A quick chat with novelist Ann Napolitano -- author of A GOOD HARD LOOK: A Novel of Flannery O'Connor and WITHIN ARMS REACH. She's here to talk writing tips, Groff, English rock stars, Cholula hot sauce, and one truly bizarre publishing-world request.
Current obsessions -- literary or otherwise.
Cholula hot sauce, kale chips, and how to structure a novel.
Writing Tip #17 for Aspiring Writers – or #47 or #2. Your pick.
17) Be nice. Out in the publishing industry (and in life), don’t be an asshole. Whether you’re famous, non-famous, struggling or not struggling, remember to write thank you notes when people help you. And help others, when you’re able to.
Pep talk (or bootie-kicking) for the downhearted writer. Let fly.
I read a quote somewhere that said the first twelve years of a writing career are the hardest. This made me laugh, but it has the sharp jab of truth. It took about ten years of writing seriously before I was published (and that period was laden with rejection). Tenacity and persistence are the key to a writing career. Keep writing (regularly and seriously), and you will be published. You will get better. You will go deeper. That’s it.
What’s your reading life like? Do you have any current favorites or sleepers that may have flown under our radar?
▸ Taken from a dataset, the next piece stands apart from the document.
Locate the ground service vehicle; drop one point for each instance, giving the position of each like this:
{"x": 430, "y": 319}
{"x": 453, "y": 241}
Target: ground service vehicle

I recently fell in love with a young writer named Lauren Groff. It’s such a huge, rare, book-nerd pleasure to stumble upon a writer who thrills, entertains and inspires me this much. I read her two novels back to back—Monsters of Templeton and Arcadia—and then a beautiful short story called “L. Debard and Aliette”. When I was done I knew I’d added another writer to my list of absolute favorites.
What other jobs have you had -- other than writing or teaching writing? Did one of these help shape you as a writer?
I was a personal assistant for an English rock musician and his family for eight years. It was a great job for an aspiring writer. I met legitimately fascinating people on a regular basis. In fact, they were not only fascinating, but often brasher, bolder and more poorly behaved than the people one normally comes across, so they made for awesome character research. The other big plus, for me, was that I spent relatively little time writing/typing during that job. Every day was different, but it involved a lot of phone calls and logistical planning with nannies and drivers and tour managers and running errands and attending photo shoots, which meant that when I went home, my computer screen felt fresh to me, instead of painfully familiar. I think I would have found it difficult to sit at a desk all day, typing, and then go home to type my stories.
Tell us a tale from the publishing world – something, ANYthing about that process from your perspective.
When my first novel was published, the editor for the English edition wanted me to change my name. Not the name of one of the characters in the book, but my actual name. Why? Because the novel was about an Irish-Catholic family, and my last name happens to be Italian. My editor asked me to publish under my mother’s maiden name, which was McNamara. She thought readers would have a stronger connection to the book if they knew the author had based it on her own history.
This request, quite simply, shocked me. In part because this was my name, and my first book to go out into the world, so I didn’t want to publish under a pseudonym. But I also didn’t believe that readers would care what my last name was. I was a reader, after all—I knew that we were smart and in it for the writing and the storytelling. Changing my name wasn’t going to make a difference. They would love or hate or feel ‘meh’ about the book based solely on its merits.
Up until this point I’d had an attitude of complete reverence for the publishing industry; my stance was that they knew what they were doing, and I didn’t. But with this request I realized the obvious: no one knows everything. I had to advocate for my book, and my readers, going forward.
Ann Napolitano is the author of the novels A Good Hard Look and Within Arm’s Reach. She received an MFA from New York University; she teaches fiction writing for Brooklyn College’s MFA program, New York University’s School of Continuing and Professional Studies and for Gotham Writers’ Workshop. She lives in New York City with her husband and two children.